A movimentação decisiva partiu do presidente do Senado, Davi Alcolumbre (União Brasil-AP). Alcolumbre, que contava com o apoio do ministro Alexandre de Moraes, defendia que o senador Rodrigo Pacheco (PSB-MG) fosse o nome indicado para a composição da Corte. A ausência de Pacheco na indicação levou Alcolumbre a confrontar o governo, culminando na rejeição de Messias.
O senador Rodrigo Pacheco encontrou-se no centro de interesses conflitantes.
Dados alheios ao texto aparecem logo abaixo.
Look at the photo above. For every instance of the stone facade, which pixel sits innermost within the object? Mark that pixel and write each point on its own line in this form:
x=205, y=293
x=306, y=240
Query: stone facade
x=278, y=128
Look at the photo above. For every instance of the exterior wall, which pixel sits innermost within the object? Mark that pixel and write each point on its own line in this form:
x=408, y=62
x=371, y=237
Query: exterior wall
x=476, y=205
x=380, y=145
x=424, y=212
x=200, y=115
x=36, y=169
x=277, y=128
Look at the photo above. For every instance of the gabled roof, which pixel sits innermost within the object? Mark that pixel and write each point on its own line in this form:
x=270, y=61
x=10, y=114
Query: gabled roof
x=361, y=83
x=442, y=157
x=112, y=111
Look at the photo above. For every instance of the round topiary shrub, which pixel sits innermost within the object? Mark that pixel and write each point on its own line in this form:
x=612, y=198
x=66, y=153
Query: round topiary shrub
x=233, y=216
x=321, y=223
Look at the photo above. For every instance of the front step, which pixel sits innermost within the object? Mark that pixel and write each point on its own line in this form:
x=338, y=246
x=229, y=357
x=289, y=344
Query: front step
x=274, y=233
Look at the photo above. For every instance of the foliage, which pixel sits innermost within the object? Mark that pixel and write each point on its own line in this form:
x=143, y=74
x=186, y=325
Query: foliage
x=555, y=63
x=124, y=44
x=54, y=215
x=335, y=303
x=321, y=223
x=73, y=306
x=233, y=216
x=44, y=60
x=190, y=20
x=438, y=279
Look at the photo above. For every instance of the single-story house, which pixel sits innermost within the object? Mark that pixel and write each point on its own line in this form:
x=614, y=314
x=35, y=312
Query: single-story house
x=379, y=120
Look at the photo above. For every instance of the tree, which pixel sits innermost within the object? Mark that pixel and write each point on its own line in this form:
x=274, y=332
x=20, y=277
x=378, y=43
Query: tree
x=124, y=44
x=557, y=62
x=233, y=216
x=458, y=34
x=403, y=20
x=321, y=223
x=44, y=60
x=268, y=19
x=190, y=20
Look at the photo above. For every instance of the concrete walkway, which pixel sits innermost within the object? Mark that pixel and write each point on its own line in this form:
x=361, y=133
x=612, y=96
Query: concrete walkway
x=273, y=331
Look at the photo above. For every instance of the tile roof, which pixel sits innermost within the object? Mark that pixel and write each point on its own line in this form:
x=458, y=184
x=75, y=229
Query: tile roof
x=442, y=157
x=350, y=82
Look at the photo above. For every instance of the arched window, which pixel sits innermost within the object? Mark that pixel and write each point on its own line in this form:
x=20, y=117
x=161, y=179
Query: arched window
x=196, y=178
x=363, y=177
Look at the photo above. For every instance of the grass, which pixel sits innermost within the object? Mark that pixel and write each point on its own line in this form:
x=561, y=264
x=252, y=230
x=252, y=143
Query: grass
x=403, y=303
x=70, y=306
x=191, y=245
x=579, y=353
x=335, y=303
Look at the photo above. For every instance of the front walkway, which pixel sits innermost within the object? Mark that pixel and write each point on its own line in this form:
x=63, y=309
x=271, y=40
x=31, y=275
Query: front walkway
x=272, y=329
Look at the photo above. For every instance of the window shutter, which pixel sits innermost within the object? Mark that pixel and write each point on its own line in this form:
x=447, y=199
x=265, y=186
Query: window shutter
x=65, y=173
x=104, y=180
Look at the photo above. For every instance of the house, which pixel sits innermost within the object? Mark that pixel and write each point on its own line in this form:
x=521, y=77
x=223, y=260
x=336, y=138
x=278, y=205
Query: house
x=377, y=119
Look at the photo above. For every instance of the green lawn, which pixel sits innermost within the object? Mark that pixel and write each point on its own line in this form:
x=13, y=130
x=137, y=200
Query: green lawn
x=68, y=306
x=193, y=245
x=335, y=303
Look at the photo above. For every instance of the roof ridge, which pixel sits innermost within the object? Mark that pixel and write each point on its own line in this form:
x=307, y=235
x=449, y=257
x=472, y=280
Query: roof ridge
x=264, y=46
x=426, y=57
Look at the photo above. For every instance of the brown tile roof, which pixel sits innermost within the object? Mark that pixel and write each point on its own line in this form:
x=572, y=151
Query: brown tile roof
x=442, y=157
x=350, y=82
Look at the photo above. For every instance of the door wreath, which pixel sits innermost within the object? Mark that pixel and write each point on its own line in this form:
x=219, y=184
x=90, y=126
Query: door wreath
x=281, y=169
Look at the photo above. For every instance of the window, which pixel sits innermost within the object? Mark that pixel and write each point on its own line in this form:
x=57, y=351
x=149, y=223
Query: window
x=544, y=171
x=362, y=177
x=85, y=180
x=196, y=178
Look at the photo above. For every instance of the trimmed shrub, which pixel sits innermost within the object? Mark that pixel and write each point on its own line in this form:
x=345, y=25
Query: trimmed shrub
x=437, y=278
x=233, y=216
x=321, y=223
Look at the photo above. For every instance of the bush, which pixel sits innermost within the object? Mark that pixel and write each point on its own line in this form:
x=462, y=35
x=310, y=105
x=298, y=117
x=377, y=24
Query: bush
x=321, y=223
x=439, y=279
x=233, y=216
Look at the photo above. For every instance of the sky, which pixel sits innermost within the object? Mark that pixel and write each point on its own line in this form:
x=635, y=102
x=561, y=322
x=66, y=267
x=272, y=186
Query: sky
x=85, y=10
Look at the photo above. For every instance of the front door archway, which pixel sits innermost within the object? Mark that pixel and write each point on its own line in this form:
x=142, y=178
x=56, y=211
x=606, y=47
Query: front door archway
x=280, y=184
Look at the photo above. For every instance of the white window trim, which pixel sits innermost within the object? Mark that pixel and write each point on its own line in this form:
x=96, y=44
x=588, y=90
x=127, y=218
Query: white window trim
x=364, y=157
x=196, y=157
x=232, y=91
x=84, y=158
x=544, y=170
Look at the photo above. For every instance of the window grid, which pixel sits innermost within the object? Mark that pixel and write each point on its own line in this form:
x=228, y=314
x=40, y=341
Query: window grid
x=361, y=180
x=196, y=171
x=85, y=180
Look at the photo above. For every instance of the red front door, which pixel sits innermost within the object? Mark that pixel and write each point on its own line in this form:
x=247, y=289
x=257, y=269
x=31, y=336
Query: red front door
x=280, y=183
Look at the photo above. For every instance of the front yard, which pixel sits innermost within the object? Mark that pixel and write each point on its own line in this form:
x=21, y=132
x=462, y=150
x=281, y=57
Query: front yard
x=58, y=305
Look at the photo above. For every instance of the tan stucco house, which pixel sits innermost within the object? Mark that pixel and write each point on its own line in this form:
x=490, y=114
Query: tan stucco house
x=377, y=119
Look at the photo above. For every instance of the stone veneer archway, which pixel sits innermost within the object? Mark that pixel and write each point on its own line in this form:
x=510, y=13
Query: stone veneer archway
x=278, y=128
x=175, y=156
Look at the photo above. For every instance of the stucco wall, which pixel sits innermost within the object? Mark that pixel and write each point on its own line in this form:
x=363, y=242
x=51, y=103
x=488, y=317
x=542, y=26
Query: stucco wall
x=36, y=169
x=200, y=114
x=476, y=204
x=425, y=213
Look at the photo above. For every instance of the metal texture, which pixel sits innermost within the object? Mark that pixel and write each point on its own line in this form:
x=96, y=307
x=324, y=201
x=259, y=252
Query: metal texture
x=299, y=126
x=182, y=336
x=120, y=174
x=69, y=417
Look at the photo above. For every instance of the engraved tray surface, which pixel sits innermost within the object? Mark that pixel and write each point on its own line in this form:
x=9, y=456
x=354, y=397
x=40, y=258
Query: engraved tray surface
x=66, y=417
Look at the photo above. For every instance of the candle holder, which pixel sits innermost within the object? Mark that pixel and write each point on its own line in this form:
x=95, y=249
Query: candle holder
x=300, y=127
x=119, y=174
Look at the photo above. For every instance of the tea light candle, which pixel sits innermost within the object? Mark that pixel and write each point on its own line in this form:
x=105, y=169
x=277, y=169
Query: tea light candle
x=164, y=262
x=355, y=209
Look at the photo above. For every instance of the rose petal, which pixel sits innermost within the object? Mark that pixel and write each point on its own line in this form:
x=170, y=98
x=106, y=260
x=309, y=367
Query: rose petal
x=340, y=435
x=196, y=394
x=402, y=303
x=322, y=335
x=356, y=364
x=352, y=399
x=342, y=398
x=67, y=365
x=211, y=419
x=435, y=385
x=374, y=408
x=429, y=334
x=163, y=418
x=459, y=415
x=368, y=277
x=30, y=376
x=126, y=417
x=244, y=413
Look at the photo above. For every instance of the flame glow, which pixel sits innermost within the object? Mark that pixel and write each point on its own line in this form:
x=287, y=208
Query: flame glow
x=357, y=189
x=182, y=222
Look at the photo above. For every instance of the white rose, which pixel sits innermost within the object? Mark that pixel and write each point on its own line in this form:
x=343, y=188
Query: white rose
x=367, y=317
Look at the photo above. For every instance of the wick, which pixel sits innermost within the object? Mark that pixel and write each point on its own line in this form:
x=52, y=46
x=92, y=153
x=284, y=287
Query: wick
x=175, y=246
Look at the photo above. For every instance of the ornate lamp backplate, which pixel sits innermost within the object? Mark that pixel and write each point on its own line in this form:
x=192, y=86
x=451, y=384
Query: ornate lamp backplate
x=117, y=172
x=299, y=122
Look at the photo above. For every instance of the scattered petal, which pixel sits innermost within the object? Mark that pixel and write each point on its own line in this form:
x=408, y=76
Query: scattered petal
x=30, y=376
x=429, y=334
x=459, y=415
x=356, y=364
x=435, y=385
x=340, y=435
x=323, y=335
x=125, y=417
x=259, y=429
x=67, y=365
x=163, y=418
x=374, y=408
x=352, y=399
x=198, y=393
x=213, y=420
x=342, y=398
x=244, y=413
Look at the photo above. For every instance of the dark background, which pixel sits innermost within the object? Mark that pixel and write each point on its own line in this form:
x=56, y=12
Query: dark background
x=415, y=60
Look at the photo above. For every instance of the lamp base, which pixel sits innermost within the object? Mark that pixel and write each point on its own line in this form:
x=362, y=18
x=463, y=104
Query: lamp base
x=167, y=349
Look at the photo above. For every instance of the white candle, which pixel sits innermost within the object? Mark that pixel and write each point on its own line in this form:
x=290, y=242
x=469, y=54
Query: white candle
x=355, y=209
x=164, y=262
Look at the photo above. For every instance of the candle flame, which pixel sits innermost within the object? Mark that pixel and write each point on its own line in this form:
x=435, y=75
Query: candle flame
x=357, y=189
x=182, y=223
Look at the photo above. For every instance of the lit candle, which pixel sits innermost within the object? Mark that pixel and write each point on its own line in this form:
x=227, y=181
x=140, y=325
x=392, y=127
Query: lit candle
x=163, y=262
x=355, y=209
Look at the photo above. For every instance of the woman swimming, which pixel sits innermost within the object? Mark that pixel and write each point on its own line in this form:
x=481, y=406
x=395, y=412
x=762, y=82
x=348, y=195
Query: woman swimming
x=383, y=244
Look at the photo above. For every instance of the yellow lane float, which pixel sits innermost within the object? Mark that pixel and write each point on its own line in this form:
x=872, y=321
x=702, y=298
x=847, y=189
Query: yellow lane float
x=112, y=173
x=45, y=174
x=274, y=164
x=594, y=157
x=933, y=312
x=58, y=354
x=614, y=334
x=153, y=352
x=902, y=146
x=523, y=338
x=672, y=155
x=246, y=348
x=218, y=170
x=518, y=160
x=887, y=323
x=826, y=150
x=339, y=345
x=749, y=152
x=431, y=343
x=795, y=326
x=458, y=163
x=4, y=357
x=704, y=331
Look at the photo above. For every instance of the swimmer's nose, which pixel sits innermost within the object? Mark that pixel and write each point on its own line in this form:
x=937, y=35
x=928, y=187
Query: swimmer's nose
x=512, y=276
Enquanto Alcolumbre desejava vê-lo no STF, o presidente Lula planejava que o mineiro disputasse o governo de Minas Gerais. Apesar de ter manifestado apoio público a Jorge Messias na véspera da sabatina, com fotos e notas oficiais, a postura de Pacheco durante a votação foi de total discrição.
Durante a sessão, marcada por um clima de alta tensão e euforia dos parlamentares, Pacheco manteve-se afastado do centro dos acontecimentos. Assim que o resultado da derrota foi exposto no painel, o senador foi um dos primeiros a deixar o plenário.
Atualmente, Pacheco busca assumir o papel de conciliador, pretendendo utilizar sua influência para reaproximar o presidente Lula e o senador Davi Alcolumbre.
Referência: Informações adaptadas de G1.